At Porto Garabaldi looking North Blair Pessemier Acrylic/canvas 18 x 12" 45 x 30cm
At the beach looking South Laurie Fox Pessemier Acrylic/canvas 20 x 12" 50 x 30cm
Last Roses of Summer Blair Pessemier Acrylic/canvas 12 x 12 30 x 30cm
Another Chicken Laurie Fox Pessemier Acrylic/canvas 12 x 12 30 x 30cm
Men enjoying Seafood Laurie Fox Pessemier Acrylic/canvas 9 x 14" 23 x 36cm
Today was the perfect day. We decided yesterday to make bacon and eggs for breakfast today. We did, with square toast (loaf bread) and coffee. It was good, for a change, from our sweet pastry and macchiato at the cafe. Their coffee is way better, though.
We followed up our American breakfast with a trip to the Italian beach. We drove by Bologna and out to Porto Garibaldi. It’s just about the closest from here, a toss-up with Rimini, but we both like the Porto Garabaldi approach along the canal, and out to the open beach. Of course, it’s the Adriatic, no waves, but I love the atmosphere there with tones of pink and turquoise and yellow.

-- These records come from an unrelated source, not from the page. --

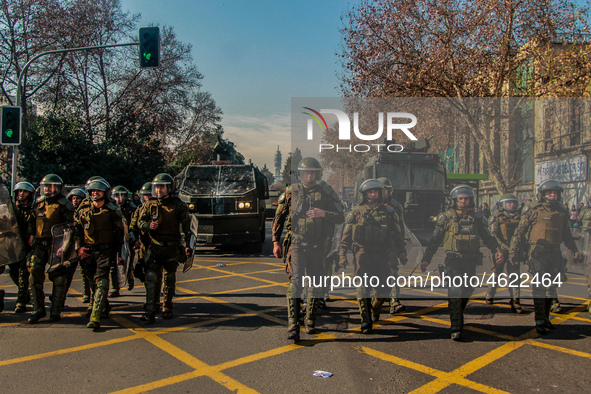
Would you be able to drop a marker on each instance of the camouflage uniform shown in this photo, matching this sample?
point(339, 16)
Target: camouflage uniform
point(543, 227)
point(461, 236)
point(502, 224)
point(376, 237)
point(162, 252)
point(283, 213)
point(18, 271)
point(400, 258)
point(100, 231)
point(309, 245)
point(48, 211)
point(127, 209)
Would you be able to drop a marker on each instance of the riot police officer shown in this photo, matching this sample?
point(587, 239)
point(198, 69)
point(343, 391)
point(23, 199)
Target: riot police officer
point(50, 209)
point(76, 196)
point(374, 232)
point(25, 196)
point(502, 224)
point(121, 196)
point(100, 238)
point(161, 217)
point(460, 229)
point(315, 210)
point(395, 303)
point(544, 225)
point(140, 239)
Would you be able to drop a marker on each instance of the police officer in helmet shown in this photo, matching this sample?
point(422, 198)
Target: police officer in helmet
point(460, 229)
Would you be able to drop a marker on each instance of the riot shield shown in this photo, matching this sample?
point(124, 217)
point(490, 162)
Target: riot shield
point(191, 259)
point(63, 248)
point(12, 248)
point(125, 255)
point(414, 249)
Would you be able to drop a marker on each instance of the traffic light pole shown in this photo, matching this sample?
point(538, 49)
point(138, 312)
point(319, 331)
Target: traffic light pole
point(19, 88)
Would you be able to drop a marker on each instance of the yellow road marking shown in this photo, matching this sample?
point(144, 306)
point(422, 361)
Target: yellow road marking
point(68, 350)
point(444, 379)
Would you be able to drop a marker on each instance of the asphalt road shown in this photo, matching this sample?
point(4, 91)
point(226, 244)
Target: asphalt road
point(229, 334)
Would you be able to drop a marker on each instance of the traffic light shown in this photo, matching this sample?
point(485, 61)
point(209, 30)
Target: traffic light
point(149, 47)
point(11, 125)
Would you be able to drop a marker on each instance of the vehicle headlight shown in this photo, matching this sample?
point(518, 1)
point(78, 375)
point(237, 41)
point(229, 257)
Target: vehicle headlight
point(244, 205)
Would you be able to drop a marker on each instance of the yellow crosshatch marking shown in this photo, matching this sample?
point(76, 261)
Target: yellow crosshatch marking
point(442, 379)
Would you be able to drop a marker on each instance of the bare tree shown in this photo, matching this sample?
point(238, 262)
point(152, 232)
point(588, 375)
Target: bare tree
point(460, 49)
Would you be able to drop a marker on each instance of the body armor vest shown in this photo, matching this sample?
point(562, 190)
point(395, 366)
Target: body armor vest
point(586, 218)
point(508, 225)
point(548, 228)
point(47, 215)
point(462, 236)
point(97, 225)
point(168, 223)
point(372, 228)
point(302, 200)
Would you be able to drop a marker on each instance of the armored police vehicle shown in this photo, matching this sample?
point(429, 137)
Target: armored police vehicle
point(226, 200)
point(418, 178)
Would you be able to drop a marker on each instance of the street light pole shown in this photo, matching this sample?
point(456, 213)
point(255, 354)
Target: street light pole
point(19, 87)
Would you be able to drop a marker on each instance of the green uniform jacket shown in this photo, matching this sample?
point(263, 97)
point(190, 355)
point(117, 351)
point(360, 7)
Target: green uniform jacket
point(172, 215)
point(530, 216)
point(444, 224)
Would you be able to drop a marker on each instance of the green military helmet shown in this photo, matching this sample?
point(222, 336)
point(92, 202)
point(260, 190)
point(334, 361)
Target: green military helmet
point(462, 191)
point(388, 185)
point(386, 182)
point(98, 184)
point(120, 194)
point(509, 202)
point(96, 178)
point(27, 186)
point(162, 180)
point(371, 184)
point(51, 185)
point(309, 164)
point(146, 190)
point(547, 186)
point(76, 192)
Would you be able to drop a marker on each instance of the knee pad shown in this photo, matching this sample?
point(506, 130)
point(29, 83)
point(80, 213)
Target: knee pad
point(151, 276)
point(103, 283)
point(170, 278)
point(61, 280)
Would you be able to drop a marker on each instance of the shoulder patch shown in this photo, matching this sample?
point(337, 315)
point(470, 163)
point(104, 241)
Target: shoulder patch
point(351, 217)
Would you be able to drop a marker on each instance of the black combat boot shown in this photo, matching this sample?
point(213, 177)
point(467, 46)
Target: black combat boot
point(310, 320)
point(36, 316)
point(516, 306)
point(376, 307)
point(396, 306)
point(293, 314)
point(365, 312)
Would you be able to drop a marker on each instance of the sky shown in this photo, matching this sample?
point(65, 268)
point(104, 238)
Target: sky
point(255, 56)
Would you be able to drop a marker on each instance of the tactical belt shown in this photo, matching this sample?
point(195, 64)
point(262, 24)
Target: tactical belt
point(96, 248)
point(42, 242)
point(171, 243)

Harika slept the entire way and we actually had to persuade her to leave the car. But then, she saw the error of her ways and plunged (well, walked) into the sea. Me, too, but it was colder than I anticipated and I only waded, despite wearing my blue and white polka dot swimsuit. The beach was divine: high water, a light sea smell and breeze. We painted amongst the flies on the beach, and I got a mosquito bite, just to remind me summer isn’t over until tomorrow, 22 September.

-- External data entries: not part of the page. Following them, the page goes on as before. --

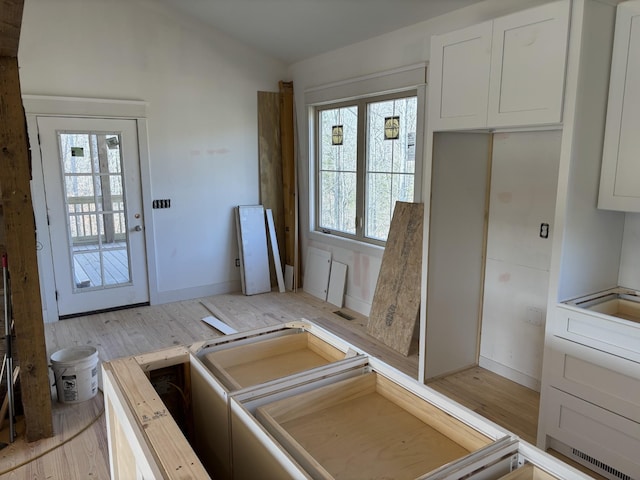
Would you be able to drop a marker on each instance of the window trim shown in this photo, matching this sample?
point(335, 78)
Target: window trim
point(314, 171)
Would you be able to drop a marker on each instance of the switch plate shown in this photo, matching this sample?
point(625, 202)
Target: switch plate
point(162, 203)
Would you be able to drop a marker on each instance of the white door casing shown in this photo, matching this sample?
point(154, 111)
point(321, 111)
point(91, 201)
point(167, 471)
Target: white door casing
point(76, 292)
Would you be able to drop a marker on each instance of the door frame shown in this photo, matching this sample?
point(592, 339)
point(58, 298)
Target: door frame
point(51, 106)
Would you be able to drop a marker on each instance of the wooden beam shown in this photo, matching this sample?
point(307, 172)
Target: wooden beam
point(289, 179)
point(15, 176)
point(10, 21)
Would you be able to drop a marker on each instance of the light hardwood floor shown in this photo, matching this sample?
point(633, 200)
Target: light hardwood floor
point(79, 448)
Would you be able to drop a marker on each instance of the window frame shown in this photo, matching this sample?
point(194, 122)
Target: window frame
point(362, 103)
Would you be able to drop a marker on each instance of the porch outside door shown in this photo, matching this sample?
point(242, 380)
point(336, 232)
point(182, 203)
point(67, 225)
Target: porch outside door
point(94, 204)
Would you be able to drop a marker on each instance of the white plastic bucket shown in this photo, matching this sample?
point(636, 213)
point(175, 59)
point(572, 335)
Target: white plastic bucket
point(76, 373)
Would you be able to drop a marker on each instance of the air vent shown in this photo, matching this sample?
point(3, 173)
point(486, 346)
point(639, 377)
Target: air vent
point(602, 466)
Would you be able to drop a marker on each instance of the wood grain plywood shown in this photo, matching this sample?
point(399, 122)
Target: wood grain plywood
point(396, 301)
point(10, 22)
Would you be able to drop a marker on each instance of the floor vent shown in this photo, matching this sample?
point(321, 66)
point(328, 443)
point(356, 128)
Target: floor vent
point(346, 316)
point(602, 466)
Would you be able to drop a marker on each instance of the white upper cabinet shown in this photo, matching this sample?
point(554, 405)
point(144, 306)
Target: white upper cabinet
point(459, 83)
point(504, 73)
point(528, 65)
point(620, 178)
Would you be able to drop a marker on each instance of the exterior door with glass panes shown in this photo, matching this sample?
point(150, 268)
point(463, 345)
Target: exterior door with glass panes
point(94, 205)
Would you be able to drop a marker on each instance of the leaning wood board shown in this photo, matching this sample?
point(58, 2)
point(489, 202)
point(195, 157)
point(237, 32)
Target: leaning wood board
point(396, 301)
point(145, 441)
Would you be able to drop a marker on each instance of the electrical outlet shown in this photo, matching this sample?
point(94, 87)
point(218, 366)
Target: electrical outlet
point(161, 203)
point(544, 230)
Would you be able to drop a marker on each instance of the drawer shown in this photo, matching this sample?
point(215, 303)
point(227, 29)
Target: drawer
point(368, 427)
point(596, 433)
point(609, 334)
point(608, 381)
point(244, 361)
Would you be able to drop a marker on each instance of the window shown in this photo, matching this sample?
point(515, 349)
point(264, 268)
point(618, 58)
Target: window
point(366, 152)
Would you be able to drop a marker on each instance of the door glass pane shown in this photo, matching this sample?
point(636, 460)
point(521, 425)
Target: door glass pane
point(338, 168)
point(391, 136)
point(96, 211)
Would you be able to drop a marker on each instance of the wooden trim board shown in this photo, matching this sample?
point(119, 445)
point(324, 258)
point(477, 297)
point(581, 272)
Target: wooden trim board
point(19, 223)
point(337, 280)
point(10, 26)
point(275, 251)
point(396, 301)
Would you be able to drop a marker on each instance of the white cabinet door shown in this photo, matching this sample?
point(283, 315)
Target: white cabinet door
point(528, 66)
point(620, 178)
point(459, 78)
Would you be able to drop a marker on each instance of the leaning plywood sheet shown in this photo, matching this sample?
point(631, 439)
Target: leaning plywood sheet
point(396, 301)
point(252, 242)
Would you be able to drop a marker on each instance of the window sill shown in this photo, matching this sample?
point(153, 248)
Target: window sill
point(347, 243)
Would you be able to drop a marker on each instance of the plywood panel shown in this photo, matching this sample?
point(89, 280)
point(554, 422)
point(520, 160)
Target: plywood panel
point(316, 272)
point(396, 301)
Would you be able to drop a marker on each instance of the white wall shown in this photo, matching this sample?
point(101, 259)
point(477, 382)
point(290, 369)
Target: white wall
point(201, 88)
point(524, 180)
point(407, 46)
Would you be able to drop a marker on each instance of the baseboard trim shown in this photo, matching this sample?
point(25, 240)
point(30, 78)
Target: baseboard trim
point(196, 292)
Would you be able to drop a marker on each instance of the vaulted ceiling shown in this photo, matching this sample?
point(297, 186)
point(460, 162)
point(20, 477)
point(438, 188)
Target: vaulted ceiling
point(292, 30)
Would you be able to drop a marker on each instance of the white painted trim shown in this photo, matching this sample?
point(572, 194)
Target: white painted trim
point(75, 106)
point(357, 305)
point(197, 292)
point(378, 83)
point(507, 372)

The sand was clean and there were interesting little tufts of sea foliage growing at the edge of the water. Iridescent mussel shells and deep maroon seaweed were the demarcation between sea and sand. We spent an hour in the full sun. Harika dashed back and forth from sand to sea, and I had to move around a bit to keep the bugs at bay.

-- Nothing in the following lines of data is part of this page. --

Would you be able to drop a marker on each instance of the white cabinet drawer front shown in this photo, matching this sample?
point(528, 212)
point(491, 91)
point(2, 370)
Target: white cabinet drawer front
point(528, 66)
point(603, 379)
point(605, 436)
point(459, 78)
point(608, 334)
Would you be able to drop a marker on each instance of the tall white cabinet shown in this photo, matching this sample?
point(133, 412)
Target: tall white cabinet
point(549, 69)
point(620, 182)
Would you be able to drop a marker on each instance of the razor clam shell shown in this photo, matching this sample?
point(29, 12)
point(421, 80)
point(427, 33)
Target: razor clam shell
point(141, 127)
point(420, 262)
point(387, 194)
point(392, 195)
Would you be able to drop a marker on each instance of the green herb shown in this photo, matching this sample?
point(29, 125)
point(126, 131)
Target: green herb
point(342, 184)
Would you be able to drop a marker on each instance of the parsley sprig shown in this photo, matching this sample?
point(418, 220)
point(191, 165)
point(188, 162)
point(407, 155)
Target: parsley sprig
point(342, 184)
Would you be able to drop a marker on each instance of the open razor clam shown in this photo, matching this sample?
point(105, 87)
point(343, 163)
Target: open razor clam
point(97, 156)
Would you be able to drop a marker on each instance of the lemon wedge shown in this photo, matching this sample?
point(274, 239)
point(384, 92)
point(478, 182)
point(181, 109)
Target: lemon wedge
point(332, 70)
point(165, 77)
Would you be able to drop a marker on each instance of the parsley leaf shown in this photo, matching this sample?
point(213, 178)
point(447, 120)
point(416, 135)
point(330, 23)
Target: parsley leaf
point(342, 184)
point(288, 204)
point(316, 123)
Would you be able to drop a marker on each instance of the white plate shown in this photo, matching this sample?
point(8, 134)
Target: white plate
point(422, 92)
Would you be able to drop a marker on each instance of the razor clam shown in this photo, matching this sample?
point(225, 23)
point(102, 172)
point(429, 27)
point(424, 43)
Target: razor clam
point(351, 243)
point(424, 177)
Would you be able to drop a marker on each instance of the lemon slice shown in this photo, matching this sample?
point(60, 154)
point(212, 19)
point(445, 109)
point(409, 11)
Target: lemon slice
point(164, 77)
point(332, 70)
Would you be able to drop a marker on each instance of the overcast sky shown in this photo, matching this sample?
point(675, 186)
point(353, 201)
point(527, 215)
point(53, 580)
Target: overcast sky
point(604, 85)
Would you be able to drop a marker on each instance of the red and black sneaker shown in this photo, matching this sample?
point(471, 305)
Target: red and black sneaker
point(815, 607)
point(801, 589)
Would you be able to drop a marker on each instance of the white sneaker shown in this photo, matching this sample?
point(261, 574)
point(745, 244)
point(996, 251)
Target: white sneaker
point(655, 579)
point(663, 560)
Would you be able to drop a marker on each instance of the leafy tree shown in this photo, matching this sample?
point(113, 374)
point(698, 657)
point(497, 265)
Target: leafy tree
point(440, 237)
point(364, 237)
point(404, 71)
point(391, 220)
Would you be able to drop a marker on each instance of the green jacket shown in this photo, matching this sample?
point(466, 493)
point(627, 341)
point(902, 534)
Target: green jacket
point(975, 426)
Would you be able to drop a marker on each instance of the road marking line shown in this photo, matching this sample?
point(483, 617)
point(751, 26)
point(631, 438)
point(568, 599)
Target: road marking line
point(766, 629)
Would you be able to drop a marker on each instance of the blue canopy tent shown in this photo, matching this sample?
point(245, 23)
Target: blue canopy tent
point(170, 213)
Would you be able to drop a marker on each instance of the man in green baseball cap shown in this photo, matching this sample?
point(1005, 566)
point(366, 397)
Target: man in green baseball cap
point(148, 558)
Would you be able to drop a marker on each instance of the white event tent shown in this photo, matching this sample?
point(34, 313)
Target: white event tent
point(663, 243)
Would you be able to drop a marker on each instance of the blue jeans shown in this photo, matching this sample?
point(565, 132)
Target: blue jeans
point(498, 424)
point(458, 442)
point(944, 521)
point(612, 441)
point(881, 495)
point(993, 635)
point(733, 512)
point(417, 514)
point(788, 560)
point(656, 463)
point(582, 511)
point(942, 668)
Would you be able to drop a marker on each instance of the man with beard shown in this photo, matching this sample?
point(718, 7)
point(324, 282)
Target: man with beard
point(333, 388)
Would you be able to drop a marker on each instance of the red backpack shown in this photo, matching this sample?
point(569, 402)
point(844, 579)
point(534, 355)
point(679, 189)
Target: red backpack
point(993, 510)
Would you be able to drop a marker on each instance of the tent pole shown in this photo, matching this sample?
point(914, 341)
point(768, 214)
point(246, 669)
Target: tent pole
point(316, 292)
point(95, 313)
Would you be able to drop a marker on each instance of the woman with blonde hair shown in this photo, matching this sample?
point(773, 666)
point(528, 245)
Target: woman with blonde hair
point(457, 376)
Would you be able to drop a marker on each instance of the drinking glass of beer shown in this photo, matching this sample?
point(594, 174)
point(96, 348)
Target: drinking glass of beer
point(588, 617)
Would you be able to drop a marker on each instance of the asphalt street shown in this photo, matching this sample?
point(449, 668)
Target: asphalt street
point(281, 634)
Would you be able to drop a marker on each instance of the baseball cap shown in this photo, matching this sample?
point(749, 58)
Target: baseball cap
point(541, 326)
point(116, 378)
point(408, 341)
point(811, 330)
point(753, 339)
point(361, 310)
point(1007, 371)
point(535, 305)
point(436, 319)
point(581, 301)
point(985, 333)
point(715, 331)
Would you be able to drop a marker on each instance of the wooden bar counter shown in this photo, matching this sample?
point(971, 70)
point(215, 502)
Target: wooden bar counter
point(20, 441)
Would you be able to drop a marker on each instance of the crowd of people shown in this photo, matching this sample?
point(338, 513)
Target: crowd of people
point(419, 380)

We went to a wonderful fish place, along the canal, to eat lunch. Across the street was a fishing boat, “stella polare” and I wondered if they read the book by Martin Cruz Smith. Seagulls careened through the sky. Harika guarded the car. The food came in a giant flat reed basket, lined with gold paper. There were calamari, shrimp, a scallop, monkfish and sardines; also French fries. It was divine, all washed down with slightly more white wine than we ought to have drunk. But that’s what life is about, isn’t it?
I guess it depends on where you come from. I am always trying to “do something”; my roots as an achiever from New England never completely recede. A plan. The Italians, on the other hand, seem to enjoy every minute of life. Older men, families... Leonardo da Vinci, for example; he'd be here if he could.
The temperature drops as we leave the beach and follow the route home. By the time we get into the house it’s 35F degrees cooler than it was on the beach. We think about our winter plans and buttoning things up here in Rocca Malatina. Rome on the horizon when the snow flies.